PURPOSE: External validation of existing risk calculators (RC) to assess the individualized risk of detecting prostate cancer (PCa) in prostate biopsies is needed to determine their clinical usefulness. The objective was to externally validate the Rotterdam Prostate Cancer RCs 3 and 4 (RPCRC-3/4) and that incorporating PHI (RPCRC-PHI) in a contemporary Spanish cohort. METHODS: Multicenter prospective study that included patients suspicious of harboring PCa. Men who attended the urology consultation were tested for PHI before prostate biopsy. To evaluate the performance of the prediction models: discrimination (receiver operating characteristic (ROC) curves), calibration and net benefit [decision curve analysis (DCA)] were calculated. These analyses were carried out for detection of any PCa and clinically significant (cs)PCa, defined as ISUP grade ≥ 2. RESULTS: Among the 559 men included, 337 (60.28%) and 194 (34.7%) were diagnosed of PCa and csPCa, respectively. RPCRC-PHI had the best discrimination ability for detection of PCa and csPCa with AUCs of 0.85 (95%CI 0.82-0.88) and 0.82 (95%CI 0.78-0.85), respectively. Calibration plots showed that RPCRC-3/4 underestimates the risk of detecting PCa showing the need for recalibration. In DCA, RPCRC-PHI shows the highest net benefit compared to biopsy all men. CONCLUSIONS: The RPCRC-PHI performed properly in a contemporary clinical setting, especially for prediction of csPCa.

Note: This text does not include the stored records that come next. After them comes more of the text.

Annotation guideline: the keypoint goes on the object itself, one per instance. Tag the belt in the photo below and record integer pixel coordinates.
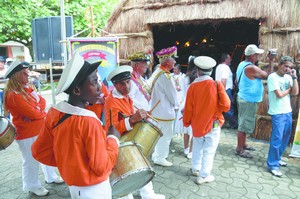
(164, 120)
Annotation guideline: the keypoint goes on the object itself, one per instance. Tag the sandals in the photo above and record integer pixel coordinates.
(243, 154)
(248, 148)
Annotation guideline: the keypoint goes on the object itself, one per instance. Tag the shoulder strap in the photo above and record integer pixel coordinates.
(63, 118)
(241, 74)
(155, 79)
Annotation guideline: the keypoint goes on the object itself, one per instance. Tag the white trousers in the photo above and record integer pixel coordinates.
(101, 190)
(146, 192)
(30, 167)
(161, 150)
(204, 150)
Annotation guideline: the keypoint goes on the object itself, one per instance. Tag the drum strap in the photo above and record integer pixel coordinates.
(63, 118)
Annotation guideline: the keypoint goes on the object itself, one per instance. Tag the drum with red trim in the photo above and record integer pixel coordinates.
(7, 133)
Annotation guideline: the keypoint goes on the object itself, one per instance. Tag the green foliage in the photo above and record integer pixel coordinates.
(18, 14)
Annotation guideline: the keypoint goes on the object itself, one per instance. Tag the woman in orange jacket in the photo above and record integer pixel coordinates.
(73, 138)
(28, 112)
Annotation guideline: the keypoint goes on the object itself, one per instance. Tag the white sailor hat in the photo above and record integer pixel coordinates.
(253, 49)
(120, 73)
(76, 70)
(16, 66)
(205, 63)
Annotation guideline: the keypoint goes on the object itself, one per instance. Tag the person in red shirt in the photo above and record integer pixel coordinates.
(28, 113)
(73, 138)
(98, 107)
(120, 112)
(206, 100)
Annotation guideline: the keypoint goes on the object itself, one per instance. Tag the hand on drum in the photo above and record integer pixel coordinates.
(113, 131)
(138, 116)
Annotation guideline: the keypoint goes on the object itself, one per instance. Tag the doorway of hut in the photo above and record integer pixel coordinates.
(207, 37)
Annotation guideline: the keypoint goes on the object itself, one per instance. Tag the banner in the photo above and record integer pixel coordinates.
(105, 49)
(295, 152)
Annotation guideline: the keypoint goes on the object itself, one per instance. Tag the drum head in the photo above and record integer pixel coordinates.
(131, 182)
(4, 123)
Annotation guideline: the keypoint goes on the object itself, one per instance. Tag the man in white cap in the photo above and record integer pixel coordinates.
(140, 95)
(206, 100)
(120, 112)
(118, 105)
(79, 146)
(163, 102)
(249, 82)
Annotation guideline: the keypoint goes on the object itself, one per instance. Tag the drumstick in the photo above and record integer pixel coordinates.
(154, 106)
(147, 115)
(110, 115)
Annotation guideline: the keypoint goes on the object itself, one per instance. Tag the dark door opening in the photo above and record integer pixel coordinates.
(211, 38)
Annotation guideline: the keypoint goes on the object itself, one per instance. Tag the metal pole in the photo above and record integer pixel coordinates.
(52, 83)
(63, 32)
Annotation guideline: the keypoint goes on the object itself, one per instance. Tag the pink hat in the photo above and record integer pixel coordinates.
(170, 52)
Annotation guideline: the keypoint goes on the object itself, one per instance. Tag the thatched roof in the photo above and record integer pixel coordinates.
(134, 18)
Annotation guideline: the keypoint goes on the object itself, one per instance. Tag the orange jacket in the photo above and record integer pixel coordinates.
(78, 147)
(98, 108)
(203, 105)
(119, 108)
(27, 114)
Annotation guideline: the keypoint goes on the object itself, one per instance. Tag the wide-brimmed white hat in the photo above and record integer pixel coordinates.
(76, 70)
(253, 49)
(16, 66)
(205, 62)
(120, 73)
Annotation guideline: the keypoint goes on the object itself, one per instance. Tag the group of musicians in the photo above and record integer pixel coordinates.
(72, 138)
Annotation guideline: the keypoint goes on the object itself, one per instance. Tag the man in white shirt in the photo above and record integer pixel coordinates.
(281, 85)
(163, 90)
(140, 95)
(224, 74)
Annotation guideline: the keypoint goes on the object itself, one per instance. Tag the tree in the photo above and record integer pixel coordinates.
(17, 16)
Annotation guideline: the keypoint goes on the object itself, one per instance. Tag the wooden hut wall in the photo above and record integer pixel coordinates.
(280, 26)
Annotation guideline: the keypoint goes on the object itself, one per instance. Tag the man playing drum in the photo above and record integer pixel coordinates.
(80, 148)
(120, 113)
(163, 90)
(140, 95)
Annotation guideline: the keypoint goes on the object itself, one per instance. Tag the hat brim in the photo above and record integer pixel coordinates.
(119, 70)
(71, 72)
(205, 63)
(16, 66)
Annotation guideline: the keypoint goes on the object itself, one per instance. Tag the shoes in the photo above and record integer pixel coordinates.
(207, 179)
(58, 180)
(195, 172)
(156, 196)
(276, 172)
(40, 191)
(248, 148)
(186, 151)
(163, 162)
(282, 164)
(243, 154)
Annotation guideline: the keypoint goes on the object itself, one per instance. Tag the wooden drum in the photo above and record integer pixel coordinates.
(145, 134)
(131, 172)
(7, 133)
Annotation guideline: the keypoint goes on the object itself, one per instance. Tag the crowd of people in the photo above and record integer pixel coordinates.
(85, 148)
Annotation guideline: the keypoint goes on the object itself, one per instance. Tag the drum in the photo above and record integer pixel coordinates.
(131, 172)
(7, 133)
(145, 134)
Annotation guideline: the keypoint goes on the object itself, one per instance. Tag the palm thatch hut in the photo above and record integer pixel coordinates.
(209, 27)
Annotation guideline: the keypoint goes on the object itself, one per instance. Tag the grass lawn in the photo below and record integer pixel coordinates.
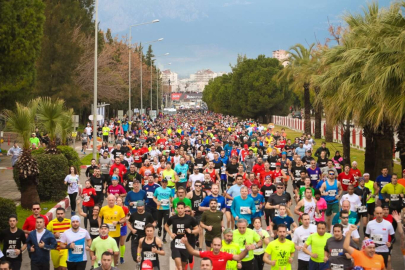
(86, 160)
(355, 154)
(22, 214)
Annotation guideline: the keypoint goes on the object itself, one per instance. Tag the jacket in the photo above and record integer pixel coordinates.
(41, 255)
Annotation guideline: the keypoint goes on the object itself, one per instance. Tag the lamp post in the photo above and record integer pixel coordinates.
(129, 63)
(151, 72)
(160, 39)
(95, 82)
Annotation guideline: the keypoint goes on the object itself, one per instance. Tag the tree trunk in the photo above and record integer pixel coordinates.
(384, 141)
(29, 192)
(328, 129)
(346, 143)
(369, 156)
(307, 109)
(400, 147)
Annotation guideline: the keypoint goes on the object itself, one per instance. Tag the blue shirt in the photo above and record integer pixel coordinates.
(134, 197)
(259, 199)
(163, 195)
(181, 170)
(150, 191)
(239, 208)
(220, 199)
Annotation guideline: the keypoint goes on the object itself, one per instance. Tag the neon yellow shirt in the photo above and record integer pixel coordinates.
(234, 249)
(248, 238)
(281, 253)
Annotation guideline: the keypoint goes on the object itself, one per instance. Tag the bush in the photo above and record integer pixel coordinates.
(7, 207)
(52, 172)
(71, 155)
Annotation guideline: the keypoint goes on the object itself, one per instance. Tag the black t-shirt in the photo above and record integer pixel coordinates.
(180, 224)
(138, 222)
(12, 241)
(267, 191)
(97, 183)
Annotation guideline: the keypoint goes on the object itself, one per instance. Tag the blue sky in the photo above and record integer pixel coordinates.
(202, 34)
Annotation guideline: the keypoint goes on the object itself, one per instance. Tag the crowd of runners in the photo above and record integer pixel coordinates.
(215, 187)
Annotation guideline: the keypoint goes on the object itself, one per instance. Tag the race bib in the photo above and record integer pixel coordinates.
(94, 231)
(139, 225)
(10, 253)
(377, 238)
(268, 193)
(179, 244)
(78, 249)
(362, 209)
(394, 197)
(164, 202)
(336, 266)
(149, 255)
(112, 227)
(244, 210)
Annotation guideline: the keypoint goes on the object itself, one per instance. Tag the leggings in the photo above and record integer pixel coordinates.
(89, 211)
(163, 215)
(72, 198)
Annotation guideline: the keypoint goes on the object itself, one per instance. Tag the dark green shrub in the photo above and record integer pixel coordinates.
(71, 155)
(7, 207)
(52, 172)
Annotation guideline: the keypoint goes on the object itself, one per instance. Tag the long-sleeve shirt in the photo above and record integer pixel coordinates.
(240, 208)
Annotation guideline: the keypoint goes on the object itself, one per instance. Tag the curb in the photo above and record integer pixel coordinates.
(65, 203)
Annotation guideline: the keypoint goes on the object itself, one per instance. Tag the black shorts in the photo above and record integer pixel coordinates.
(371, 208)
(179, 253)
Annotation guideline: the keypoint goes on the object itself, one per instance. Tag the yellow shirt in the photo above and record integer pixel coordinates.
(110, 215)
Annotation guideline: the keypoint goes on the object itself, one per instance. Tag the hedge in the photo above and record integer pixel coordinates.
(7, 207)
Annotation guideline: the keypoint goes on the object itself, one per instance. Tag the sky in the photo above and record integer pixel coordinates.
(209, 34)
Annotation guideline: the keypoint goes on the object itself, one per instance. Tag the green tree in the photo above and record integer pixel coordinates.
(21, 29)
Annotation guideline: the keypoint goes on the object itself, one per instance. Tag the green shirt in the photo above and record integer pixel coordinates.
(281, 253)
(318, 244)
(213, 219)
(100, 246)
(234, 249)
(177, 200)
(248, 238)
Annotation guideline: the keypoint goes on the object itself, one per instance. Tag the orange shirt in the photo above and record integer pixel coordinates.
(361, 259)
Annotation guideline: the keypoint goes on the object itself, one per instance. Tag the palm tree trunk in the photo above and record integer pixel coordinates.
(346, 142)
(307, 109)
(369, 156)
(384, 142)
(318, 116)
(328, 129)
(29, 194)
(400, 147)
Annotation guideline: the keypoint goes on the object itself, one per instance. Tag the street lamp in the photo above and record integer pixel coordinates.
(129, 68)
(151, 72)
(160, 39)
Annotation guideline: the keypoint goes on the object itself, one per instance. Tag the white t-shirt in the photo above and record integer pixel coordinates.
(194, 177)
(300, 236)
(354, 200)
(379, 233)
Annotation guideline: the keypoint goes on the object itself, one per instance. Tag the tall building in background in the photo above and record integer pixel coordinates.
(281, 55)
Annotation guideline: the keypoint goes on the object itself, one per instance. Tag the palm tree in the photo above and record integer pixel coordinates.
(298, 74)
(50, 115)
(22, 121)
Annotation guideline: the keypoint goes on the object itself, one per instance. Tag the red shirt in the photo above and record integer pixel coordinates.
(137, 155)
(30, 223)
(87, 198)
(122, 170)
(218, 261)
(258, 168)
(345, 180)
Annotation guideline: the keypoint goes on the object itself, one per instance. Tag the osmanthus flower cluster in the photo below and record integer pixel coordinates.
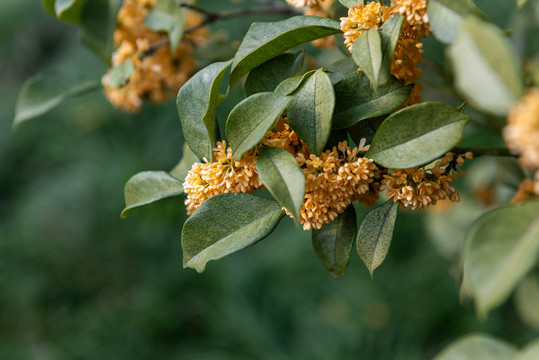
(157, 73)
(522, 136)
(409, 50)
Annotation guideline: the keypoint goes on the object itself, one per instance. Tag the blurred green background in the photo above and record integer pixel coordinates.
(77, 282)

Do PHI and PHI density improve detection of clinically significant prostate cancer only in the PSA gray zone?

OBJECTIVES: Prostate health index (PHI) is a predictive biomarker of positive prostate biopsy. The majority of evidence refers to its use in the PSA gray zone (4-10 ng/mL) and negative digital rectal exam (DRE). We aim to evaluate and compare the predictive accuracy of PHI and PHI density (PHId) with PSA, percentage of free PSA and PSA density, in a wider range of patients for the detection of clinically significant prostate cancer (csPCa). METHODS: Multicenter prospective study that included patients suspicious of harboring prostate cancer. Non-probabilistic convenience sampling, where men who attended the urology consultation were tested for PHI before prostate biopsy. To evaluate and compare diagnostic accuracy AUC and decision curve analysis (DCA) were calculated. All these procedures were performed for the overall sample and the following subsamples: PSA < 4 ng/ml; PSA 4-10 ng/ml; PSA 4-10 ng/ml plus negative DRE and PSA > 10 ng/ml. RESULTS: Among the 559 men included, 194 (34.7%) were diagnosed of csPCa. PHI and PHId outperfomed PSA in all subgroups. PHI best diagnostic performance was found in PSA 4-10 ng/ml with negative DRE (sensitivity 93.33, NPV 96.04). Regarding AUC, significant differences were found between PHId and PSA in the subgroup of PSA 4-10 ng/ml, whatever DRE status. In DCA, PHI density shows the highest net benefit. CONCLUSIONS: PHI and PHId outperfom PSA in csPCa detection, not only in the PSA grey zone with negative DRE, but also in a wider range of PSA values. There is an urgent need of prospective studies to established a validated threshold and its incorporation in risk calculators.